[ruby-core:96125] [Ruby master Bug#16402] UTF-16LE BOM causing regex match to fail with "invalid byte sequence in UTF-8"
From:
shyouhei@...
Date:
2019-12-06 02:00:13 UTC
List:
ruby-core #96125
Issue #16402 has been updated by shyouhei (Shyouhei Urabe).
Assignee set to nahi (Hiroshi Nakamura)
Status changed from Feedback to Third Party's Issue
PikachuEXE (Pikachu Leung) wrote:
> Thanks for your answer
> But I actually encounter this when processing text input from remote data source
> And would not be using `File.read`
Well that's... complicated. There are lots of debates as to how to know network remote content's content type. Though not a direct answer, issue #2567 can be interesting to read.
Not sure but maybe HTTPClient provides a way to specify encoding.
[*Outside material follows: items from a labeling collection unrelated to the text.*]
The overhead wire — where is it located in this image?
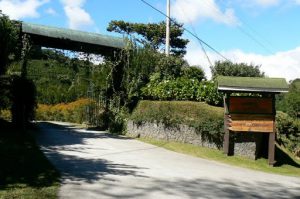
[140,0,231,62]
[203,0,273,54]
[180,5,213,67]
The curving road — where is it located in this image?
[35,122,300,199]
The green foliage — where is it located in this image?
[0,10,20,75]
[8,49,110,104]
[0,120,60,199]
[181,66,206,82]
[277,79,300,118]
[276,112,300,156]
[36,99,98,124]
[11,77,36,128]
[211,61,264,79]
[107,20,189,55]
[142,73,222,105]
[130,101,224,147]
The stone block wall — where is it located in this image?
[127,121,262,159]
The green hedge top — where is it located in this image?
[217,76,289,93]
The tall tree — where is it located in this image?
[211,61,265,79]
[0,10,19,75]
[107,20,189,56]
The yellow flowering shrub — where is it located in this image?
[36,98,95,123]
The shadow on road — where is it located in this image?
[32,122,300,199]
[34,122,146,182]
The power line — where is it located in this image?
[180,5,213,67]
[204,1,273,54]
[140,0,231,62]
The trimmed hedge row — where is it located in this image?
[129,100,300,157]
[142,75,223,106]
[129,100,224,145]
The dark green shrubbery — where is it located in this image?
[130,101,224,147]
[142,73,222,105]
[276,112,300,156]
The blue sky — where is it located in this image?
[0,0,300,80]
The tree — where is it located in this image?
[0,10,20,75]
[211,61,265,79]
[107,20,189,56]
[181,66,206,82]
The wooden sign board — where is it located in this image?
[226,97,274,133]
[228,97,274,114]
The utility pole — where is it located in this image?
[166,0,170,56]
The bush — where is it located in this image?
[130,101,224,146]
[11,77,36,128]
[142,73,222,105]
[36,99,102,123]
[276,112,300,155]
[0,110,11,121]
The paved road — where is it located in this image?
[36,123,300,199]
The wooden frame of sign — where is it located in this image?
[223,94,276,165]
[217,76,288,165]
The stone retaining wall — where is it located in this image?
[127,121,262,159]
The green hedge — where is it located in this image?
[130,100,224,146]
[130,100,300,156]
[142,74,223,106]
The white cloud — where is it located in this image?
[171,0,238,25]
[254,0,280,7]
[46,8,57,16]
[185,44,300,80]
[61,0,94,29]
[0,0,49,19]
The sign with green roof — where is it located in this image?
[217,76,289,93]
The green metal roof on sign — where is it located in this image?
[217,76,289,93]
[22,22,125,54]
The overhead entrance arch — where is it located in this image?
[21,22,125,56]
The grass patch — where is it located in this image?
[138,138,300,177]
[0,120,60,199]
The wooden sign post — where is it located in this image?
[218,76,288,165]
[223,95,276,165]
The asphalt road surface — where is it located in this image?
[35,122,300,199]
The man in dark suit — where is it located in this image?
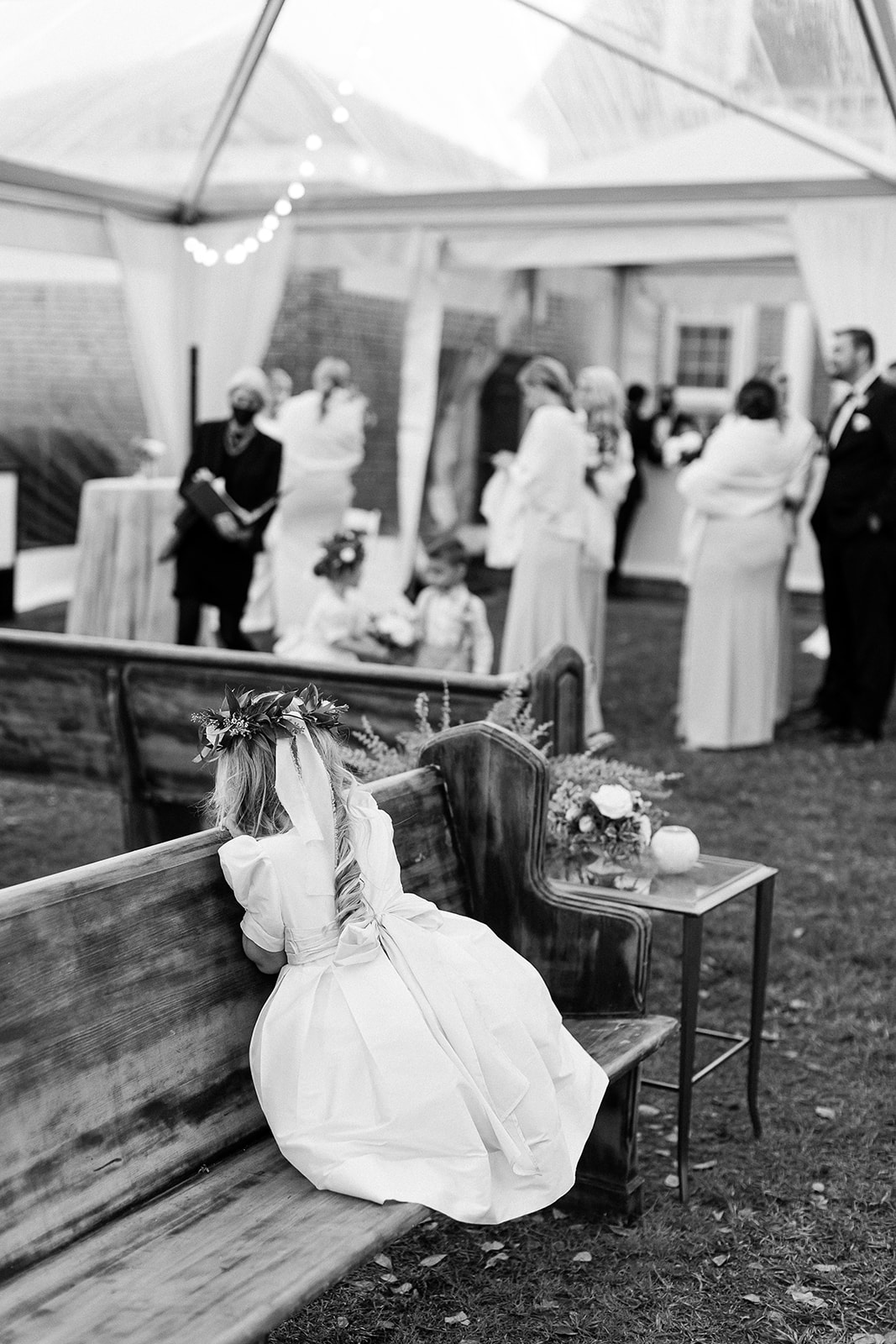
[811,328,896,743]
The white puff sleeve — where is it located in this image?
[217,836,284,952]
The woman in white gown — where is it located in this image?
[267,358,367,638]
[676,378,804,750]
[195,687,607,1223]
[575,365,634,696]
[495,356,603,735]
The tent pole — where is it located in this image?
[179,0,286,224]
[186,345,199,452]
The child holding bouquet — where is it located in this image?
[274,533,383,663]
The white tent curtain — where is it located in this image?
[790,199,896,363]
[106,211,291,473]
[398,231,445,582]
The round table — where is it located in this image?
[65,475,180,643]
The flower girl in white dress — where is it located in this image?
[195,687,607,1223]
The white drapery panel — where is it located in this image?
[106,211,291,475]
[790,199,896,363]
[398,231,445,586]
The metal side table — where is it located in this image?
[594,855,778,1205]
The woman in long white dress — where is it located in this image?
[267,358,367,638]
[575,365,634,697]
[202,687,607,1223]
[677,378,800,750]
[497,356,603,735]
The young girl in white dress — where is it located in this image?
[274,533,385,663]
[195,687,607,1223]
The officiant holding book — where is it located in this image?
[172,368,282,652]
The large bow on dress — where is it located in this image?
[333,891,443,966]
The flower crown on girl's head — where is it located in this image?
[191,685,348,764]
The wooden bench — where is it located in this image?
[0,630,584,849]
[0,724,676,1344]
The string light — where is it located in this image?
[184,61,357,266]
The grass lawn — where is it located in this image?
[0,600,896,1344]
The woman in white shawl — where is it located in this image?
[495,354,603,735]
[676,378,800,750]
[267,358,367,637]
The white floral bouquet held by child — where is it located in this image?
[195,687,607,1223]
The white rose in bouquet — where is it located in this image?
[591,784,634,822]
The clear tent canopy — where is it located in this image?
[0,0,896,227]
[0,0,896,571]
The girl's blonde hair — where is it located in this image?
[206,721,364,926]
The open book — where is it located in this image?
[183,480,277,527]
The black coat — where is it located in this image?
[175,421,282,612]
[811,378,896,542]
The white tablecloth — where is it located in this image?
[65,475,180,643]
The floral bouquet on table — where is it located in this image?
[548,753,679,889]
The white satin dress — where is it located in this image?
[220,786,607,1223]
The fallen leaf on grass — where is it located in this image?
[787,1284,827,1306]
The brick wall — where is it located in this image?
[0,270,601,544]
[0,282,146,450]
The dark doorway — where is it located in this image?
[475,351,532,522]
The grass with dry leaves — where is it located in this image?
[0,600,896,1344]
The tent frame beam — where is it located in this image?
[854,0,896,126]
[513,0,896,186]
[177,0,286,224]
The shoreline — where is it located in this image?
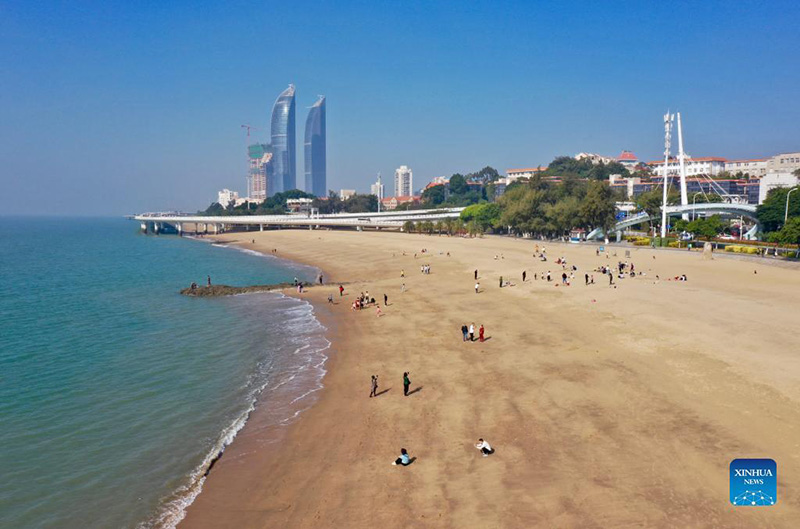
[145,237,331,527]
[179,230,800,528]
Can you ask the author?
----------------------------------------
Bug #16402: UTF-16LE BOM causing regex match to fail with "invalid byte sequence in UTF-8"
https://bugs.ruby-lang.org/issues/16402#change-82984
* Author: PikachuEXE (Pikachu Leung)
* Status: Third Party's Issue
* Priority: Normal
* Assignee: nahi (Hiroshi Nakamura)
* Target version:
* ruby -v: ruby 2.6.5p114 (2019-10-01 revision 67812) [x86_64-darwin18]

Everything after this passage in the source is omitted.